RabbitMQ vs. Kafka – An Architect’s Dilemma (Part 1)
As a software architect dealing with a lot of Microservices based systems, I often encounter the ever-repeating question – “should I use RabbitMQ or Kafka?”. For some reason, many developers view these technologies as interchangeable. While this is true for some cases, there are various underlying differences between these platforms. As a result, different scenarios require a different solution and choosing the wrong one might severely impact your ability to design, develop, and maintain your software solution.
The goal of this blog post is first to introduce the basic asynchronous messaging patterns. Then, it continues to present both RabbitMQ and Kafka and their internal structure. Part 2 highlights the critical differences between these platforms, their various advantages and disadvantages, and how to choose between the two.
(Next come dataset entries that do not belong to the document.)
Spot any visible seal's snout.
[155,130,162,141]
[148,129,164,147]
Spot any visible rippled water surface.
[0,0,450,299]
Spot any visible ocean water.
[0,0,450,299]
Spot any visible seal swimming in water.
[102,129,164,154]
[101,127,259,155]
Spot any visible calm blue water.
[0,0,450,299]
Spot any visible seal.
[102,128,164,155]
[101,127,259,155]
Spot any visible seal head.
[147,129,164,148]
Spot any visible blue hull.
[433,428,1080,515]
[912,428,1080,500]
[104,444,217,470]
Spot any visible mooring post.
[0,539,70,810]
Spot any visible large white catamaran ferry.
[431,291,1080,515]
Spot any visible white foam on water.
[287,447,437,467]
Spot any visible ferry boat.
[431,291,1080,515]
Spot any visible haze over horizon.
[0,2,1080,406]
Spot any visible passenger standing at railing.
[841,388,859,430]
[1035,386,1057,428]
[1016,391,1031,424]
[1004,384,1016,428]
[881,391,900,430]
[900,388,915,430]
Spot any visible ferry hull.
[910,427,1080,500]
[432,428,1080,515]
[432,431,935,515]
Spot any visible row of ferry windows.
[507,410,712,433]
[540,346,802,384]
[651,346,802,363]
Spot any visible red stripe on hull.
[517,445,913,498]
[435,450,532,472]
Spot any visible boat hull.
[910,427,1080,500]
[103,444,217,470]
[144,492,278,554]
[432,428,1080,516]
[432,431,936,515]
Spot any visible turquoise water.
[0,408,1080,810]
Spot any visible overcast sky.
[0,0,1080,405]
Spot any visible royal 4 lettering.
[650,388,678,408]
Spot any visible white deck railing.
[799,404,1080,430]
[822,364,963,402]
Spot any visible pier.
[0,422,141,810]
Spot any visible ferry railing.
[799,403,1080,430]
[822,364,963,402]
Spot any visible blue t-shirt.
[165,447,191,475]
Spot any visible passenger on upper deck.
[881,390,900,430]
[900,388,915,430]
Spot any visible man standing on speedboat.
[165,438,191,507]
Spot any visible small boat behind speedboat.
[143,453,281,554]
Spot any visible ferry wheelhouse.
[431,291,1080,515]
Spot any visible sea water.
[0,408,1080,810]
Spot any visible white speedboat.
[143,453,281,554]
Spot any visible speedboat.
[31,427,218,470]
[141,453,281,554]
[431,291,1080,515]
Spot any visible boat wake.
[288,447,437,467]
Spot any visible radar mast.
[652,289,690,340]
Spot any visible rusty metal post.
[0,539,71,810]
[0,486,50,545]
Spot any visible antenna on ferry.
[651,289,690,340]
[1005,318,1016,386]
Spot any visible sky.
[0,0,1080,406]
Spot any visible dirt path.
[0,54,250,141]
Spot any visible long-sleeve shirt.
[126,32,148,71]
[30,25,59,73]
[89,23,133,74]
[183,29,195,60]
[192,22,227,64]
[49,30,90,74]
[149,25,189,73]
Asynchronous Messaging Patterns
Asynchronous messaging is a messaging scheme where message production by a producer is decoupled from its processing by a consumer. When dealing with messaging systems, we typically identify two main messaging patterns – Message Queuing and Publish/Subscribe.
In the Message Queuing communication pattern, queues temporally decouple producers from consumers. Multiple producers can send messages to the same queue; however, when a consumer processes a message, it is locked or removed from the queue and is no longer available. Only a single consumer consumes a specific message.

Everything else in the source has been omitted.